Türkiye’nin her yerinde ortaya çıkan JES’ler; suları, toprağı ve havayı zehirlerken sıra İstanbul’da
Yusuf Gürsucu / İstanbul
İstanbul Valiliği, il sınırları içinde daha önce tespit edildiği anlaşılan 21 adet jeotermal kaynak sahası için, açık teklif arttırma usulüyle ihale yapılacağını duyurdu. İstanbul’un 14 ilçesinde toplam 55 bin 706,18 hektar doğal alan içinde 21 adet Jeotermal enerji santrallerine ruhsat verilecek olan ihale 26 Nisan günü Valiliğin Fatih’te bulunan ek binasında gerçekleşecek.
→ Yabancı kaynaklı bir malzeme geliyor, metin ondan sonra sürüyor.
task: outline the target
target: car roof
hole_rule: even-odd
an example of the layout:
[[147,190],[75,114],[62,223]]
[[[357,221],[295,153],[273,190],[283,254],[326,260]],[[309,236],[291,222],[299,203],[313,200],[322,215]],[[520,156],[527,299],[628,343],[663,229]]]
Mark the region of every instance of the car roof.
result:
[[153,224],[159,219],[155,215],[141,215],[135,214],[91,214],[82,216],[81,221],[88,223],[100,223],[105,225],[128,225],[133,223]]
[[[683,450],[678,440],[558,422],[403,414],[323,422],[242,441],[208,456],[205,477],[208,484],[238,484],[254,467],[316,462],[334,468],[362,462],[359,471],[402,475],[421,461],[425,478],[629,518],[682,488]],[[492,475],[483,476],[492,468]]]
AKP iktidarı çıkardığı yasa ve yönetmeliklerle yerel yönetimleri refüze ederek, il coğrafyalarında istediği yerde istediği biçimde yağmalanmasının olanaklarını sağlamış durumda. İnşaat, enerji ve maden şirketleriyle girilen grift ilişkilerde bu 3 alanın 5’li çete olarak nitelenen şirketlerden oluşuyor olması hem kentlerin hem kırsalın hem de dağların yerle bir edilmesinde hedef durumuna getirildi.
Her şey şirketler için
Türkiye’de enerji arz fazlasına rağmen her türden enerji üretimine yol veren iktidar, bu şirketleri halktan toplanan vergiler, doğanın yağmalanması ve halkı açlığa mahkum eden düşük ücretler üzerinden desteklemeyi aralıksız sürdürüyor. İstanbul’da açılacağı duyurulan 21 ihalenin yerleri ise dikkat çekiyor. Adalar ilçesinde 2 adet saha ihaleye konu olması ise yağmada gelinen noktayı gösteriyor.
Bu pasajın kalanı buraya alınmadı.